Serving a question with retrieved context
At query time, fetch the top matches and pass only those into the prompt.
async function answerInfraQuestion(question) {
const matches = await vectorStore.search(question, { topK: 5 });
const context = matches.map((m, i) => ({
id: i + 1,
text: m.text,
source: m.metadata.path,
updatedAt: m.metadata.updatedAt
}));
const prompt = buildPrompt({ question, context });
return llm.generate(prompt);
}
I would keep the prompt strict: answer only from the supplied context, cite each claim, and refuse to invent details.
Returning citations and uncertainty
Citations should be visible in the UI and machine-readable in the response. A practical shape is:
{
answer: "The billing API runs in cluster-2.",
citations: [
{ source: "docs/billing.md", excerpt: "Billing API is deployed to cluster-2" }
],
confidence: "medium",
note: "Runbook last updated 18 days ago"
}
If you cannot point to evidence, the bot should say that plainly. That is better than a polished hallucination.
Testing for accuracy, drift, and bad assumptions
Golden questions and regression checks
Write a small set of goldens before launch. Include questions that should be easy, ambiguous, and impossible. Then re-run them whenever prompts, embeddings, or source data change.
Good test cases include:
- exact runbook lookup
- service ownership questions
- questions with outdated wording
- questions that intentionally cross environments
Track whether the bot cites the right source and whether it answers the question you asked, not the adjacent one.

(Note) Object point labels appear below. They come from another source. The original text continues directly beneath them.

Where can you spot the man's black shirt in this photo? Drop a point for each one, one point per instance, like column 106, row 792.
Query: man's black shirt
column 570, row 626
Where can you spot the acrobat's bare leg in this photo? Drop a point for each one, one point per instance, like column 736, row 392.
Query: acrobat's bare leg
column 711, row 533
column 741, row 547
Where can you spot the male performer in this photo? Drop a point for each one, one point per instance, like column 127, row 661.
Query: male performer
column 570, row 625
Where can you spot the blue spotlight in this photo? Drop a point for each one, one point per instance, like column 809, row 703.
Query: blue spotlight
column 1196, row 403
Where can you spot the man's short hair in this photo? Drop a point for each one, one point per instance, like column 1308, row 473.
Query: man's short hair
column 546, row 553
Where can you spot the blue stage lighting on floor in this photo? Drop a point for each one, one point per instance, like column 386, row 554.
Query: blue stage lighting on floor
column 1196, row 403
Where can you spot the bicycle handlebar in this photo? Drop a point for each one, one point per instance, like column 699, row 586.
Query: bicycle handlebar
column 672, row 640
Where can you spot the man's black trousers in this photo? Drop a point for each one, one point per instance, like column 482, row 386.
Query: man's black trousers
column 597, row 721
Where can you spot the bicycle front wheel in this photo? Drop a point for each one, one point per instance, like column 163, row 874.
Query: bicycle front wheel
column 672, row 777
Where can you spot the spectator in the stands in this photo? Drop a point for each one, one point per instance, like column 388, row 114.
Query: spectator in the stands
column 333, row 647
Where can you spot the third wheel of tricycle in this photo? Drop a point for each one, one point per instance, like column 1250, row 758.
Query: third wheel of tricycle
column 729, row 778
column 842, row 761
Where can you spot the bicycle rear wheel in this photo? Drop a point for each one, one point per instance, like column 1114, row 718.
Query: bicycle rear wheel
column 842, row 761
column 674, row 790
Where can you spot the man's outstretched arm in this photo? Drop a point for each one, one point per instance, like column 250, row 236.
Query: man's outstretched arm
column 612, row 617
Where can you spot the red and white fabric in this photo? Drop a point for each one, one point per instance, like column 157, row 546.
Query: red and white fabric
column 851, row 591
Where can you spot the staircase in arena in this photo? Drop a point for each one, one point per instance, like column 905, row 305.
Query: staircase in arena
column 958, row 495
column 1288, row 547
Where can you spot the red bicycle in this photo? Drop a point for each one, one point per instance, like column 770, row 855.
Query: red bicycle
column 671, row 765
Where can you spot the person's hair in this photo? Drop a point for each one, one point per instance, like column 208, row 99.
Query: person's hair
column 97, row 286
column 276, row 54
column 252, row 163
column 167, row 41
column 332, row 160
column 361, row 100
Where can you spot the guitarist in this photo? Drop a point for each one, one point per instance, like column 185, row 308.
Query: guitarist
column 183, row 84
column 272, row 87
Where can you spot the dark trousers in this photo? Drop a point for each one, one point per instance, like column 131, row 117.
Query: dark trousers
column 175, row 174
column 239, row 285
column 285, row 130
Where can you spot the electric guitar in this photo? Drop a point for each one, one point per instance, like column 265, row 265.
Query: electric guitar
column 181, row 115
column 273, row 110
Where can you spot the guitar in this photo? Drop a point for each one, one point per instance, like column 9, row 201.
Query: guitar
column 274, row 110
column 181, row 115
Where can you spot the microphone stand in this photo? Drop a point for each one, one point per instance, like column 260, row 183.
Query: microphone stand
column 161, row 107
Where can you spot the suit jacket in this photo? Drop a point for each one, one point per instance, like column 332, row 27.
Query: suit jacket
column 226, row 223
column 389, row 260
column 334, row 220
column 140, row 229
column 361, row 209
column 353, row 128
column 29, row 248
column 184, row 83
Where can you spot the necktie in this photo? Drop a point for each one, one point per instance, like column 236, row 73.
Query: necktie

Conflicting sources and stale data
This is where infra bots usually fail. One doc says the service is in AWS. Another says it moved to GCP last quarter. The bot needs a policy:
- prefer newest source
- surface the conflict
- ask for manual verification when the conflict affects production
If you do not encode this, the model will quietly pick one.
Operational guardrails
Access control and secrets hygiene
Use the same access model the docs already have. If a user cannot open a runbook in your wiki, the chatbot should not reveal it either. Also sanitize source material before indexing. Remove secrets, tokens, and any value that should never appear in a prompt or log.
Logging, rate limits, and human escalation
Log the question, retrieved document IDs, and answer metadata. Do not log raw secrets or unnecessary context text unless you have a clear retention policy.
Rate limits stop abuse, but escalation matters more. If the bot sees a production incident question, route it toward the human on call instead of pretending to diagnose. A good chatbot supports the ops team. It does not replace them.
What to improve after the first version
After launch, I would tune in this order:
- retrieval quality
- chunking strategy
- source freshness checks
- answer formatting
- conflict handling
People often start by tuning prompts. In practice, the biggest gains usually come from better source curation and stricter retrieval rules.
Conclusion
A useful infrastructure chatbot is less about “AI” and more about evidence. If you can keep it grounded in current docs, restrict its scope, and force it to show where each answer came from, it becomes a real internal tool instead of a demo.
The rule I keep coming back to is simple: if the bot cannot cite it, it should not claim it.